Sunday, September 1, 2013

Back to my place

Going back UM is not something bad to me, because right over here, I am able to enjoy. For instance, I do really enjoy my Sunday worship, and attend the lesson after the worship in order to know more about Christianity. This morning, I saw several new faces. A smart-looking guy and a polite lady started to worship at our church recently. They are just several years elder than me. Somehow our conversation reminded me that I am now a Third year student who is going to graduate 2 years later. I wonder how long I am still able to appreciate this kind of life style over here. I feel sick when I think of leaving this place. It is really sad to think of leaving the place you like, leaving the people you like to get along with.

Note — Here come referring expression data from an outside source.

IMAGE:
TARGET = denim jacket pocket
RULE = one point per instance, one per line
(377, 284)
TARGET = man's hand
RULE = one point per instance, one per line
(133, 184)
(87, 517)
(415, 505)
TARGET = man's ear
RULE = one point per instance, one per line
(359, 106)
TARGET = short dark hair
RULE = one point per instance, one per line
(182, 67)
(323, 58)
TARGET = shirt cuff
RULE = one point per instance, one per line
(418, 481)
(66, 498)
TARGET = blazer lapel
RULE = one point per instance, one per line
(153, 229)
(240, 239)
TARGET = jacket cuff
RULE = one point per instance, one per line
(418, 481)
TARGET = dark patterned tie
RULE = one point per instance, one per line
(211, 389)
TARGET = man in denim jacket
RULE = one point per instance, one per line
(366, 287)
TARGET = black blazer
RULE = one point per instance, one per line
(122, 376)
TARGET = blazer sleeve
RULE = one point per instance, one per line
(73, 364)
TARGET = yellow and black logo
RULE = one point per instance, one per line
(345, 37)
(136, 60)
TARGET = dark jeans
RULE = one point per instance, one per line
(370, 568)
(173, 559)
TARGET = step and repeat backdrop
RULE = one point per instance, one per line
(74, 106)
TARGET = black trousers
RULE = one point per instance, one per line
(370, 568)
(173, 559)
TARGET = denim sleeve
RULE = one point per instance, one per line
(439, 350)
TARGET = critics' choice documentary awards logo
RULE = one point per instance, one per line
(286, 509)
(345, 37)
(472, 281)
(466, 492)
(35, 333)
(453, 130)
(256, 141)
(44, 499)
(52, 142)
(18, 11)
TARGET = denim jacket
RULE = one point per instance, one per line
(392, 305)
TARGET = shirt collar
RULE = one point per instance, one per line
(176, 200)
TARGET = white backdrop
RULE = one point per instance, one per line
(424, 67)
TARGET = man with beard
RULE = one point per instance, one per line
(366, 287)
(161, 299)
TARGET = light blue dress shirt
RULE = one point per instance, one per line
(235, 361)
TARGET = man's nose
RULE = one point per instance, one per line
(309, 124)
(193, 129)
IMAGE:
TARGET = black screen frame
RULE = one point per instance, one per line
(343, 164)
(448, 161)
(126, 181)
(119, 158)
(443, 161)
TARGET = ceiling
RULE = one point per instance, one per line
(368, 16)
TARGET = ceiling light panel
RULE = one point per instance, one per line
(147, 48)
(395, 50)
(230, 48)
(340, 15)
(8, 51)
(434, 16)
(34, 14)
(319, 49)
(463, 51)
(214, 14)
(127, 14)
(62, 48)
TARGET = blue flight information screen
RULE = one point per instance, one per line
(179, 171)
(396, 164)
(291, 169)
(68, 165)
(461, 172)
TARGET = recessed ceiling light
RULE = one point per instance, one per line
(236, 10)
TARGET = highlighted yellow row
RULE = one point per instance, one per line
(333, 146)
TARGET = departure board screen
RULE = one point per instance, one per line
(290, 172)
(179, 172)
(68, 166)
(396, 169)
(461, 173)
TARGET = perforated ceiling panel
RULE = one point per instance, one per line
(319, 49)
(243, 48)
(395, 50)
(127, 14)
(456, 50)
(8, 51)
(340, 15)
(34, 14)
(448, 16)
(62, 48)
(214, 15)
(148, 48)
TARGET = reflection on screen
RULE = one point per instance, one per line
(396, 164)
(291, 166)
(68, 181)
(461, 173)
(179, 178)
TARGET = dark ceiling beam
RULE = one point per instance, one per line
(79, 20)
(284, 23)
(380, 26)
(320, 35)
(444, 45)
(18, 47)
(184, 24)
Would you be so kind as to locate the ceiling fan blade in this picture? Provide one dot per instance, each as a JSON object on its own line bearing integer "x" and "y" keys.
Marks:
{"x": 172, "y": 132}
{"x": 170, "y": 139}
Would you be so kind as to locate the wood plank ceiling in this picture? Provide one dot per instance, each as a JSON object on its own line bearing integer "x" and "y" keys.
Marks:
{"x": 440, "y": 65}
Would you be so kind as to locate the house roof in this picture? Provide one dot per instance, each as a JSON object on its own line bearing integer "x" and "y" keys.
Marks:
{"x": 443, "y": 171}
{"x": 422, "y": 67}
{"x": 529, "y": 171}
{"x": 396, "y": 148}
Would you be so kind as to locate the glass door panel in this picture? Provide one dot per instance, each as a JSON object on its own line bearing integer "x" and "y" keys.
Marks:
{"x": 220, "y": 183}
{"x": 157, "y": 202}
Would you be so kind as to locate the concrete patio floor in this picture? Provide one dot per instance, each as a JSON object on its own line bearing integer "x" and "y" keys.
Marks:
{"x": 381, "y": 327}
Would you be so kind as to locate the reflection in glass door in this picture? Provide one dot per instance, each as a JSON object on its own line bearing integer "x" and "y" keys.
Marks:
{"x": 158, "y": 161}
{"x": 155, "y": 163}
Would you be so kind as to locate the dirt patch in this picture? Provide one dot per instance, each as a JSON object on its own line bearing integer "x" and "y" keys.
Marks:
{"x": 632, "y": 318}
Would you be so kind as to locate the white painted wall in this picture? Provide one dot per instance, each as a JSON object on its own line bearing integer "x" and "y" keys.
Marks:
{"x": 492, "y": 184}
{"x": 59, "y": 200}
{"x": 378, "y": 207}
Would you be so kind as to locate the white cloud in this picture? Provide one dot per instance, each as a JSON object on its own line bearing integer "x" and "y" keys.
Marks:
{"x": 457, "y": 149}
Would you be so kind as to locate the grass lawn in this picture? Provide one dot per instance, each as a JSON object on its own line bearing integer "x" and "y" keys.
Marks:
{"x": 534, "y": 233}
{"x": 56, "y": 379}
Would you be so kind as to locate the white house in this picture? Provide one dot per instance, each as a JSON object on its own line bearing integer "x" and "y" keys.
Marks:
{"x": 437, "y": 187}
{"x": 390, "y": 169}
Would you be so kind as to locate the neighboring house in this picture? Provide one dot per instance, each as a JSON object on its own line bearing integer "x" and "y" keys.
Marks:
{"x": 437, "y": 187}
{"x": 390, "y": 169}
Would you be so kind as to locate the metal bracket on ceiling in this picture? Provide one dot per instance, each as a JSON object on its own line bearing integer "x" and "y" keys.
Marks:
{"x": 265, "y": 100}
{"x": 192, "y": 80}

Oh ya! Today is registration date for all the freshies. They need to register themselves today. Early in the morning, I woke up and waited for a phone call at the resting site at ground floor. Many young guys with their parents holding stuffs moved up the stairs and searched for their own rooms. Some parents looked really happy and proud, as if they are proud of bringing their sons to this University. Some looked confused because they don't know what to do in this unfamiliar place. It recalled me once again the first day I came here my college. That was really memorable to me for being the first one who came to registration counter.

The first senior I met was Teddy Tan Kar Hern who will be going to graduate soon. That time, I encountered Chun Chyn who was just beside me. He is now having internship at his hometown, while I am now at KL. I just feel like this year I may not be that crazily happy like last two years. This year, the spotlight may not place on me, I may not be the one that people would seek for consultant. I have been told that responsibility would be higher when you have a higher position in an organization. When the responsibility is getting high, the attention people pay on the person would be high as well. I think I need to accept the fact that I am no longer consequential ever since the moment I let go of my position. It is time for me to learn how to stay low profile, and how to stay humble.

There are many feelings that I sympathize with my friend Kevin who is actually quite in the similar situation with me. I just don't want to mention over right now, because it may take a lot of time and "juice in my brain" to express. LOL! I just realized that there are always many new things you ought to accept and learn in different stages of your life. Back to my place with another kind of awareness, I think it would not be the same for everything, but at least I believe great things are coming soon. We shall see.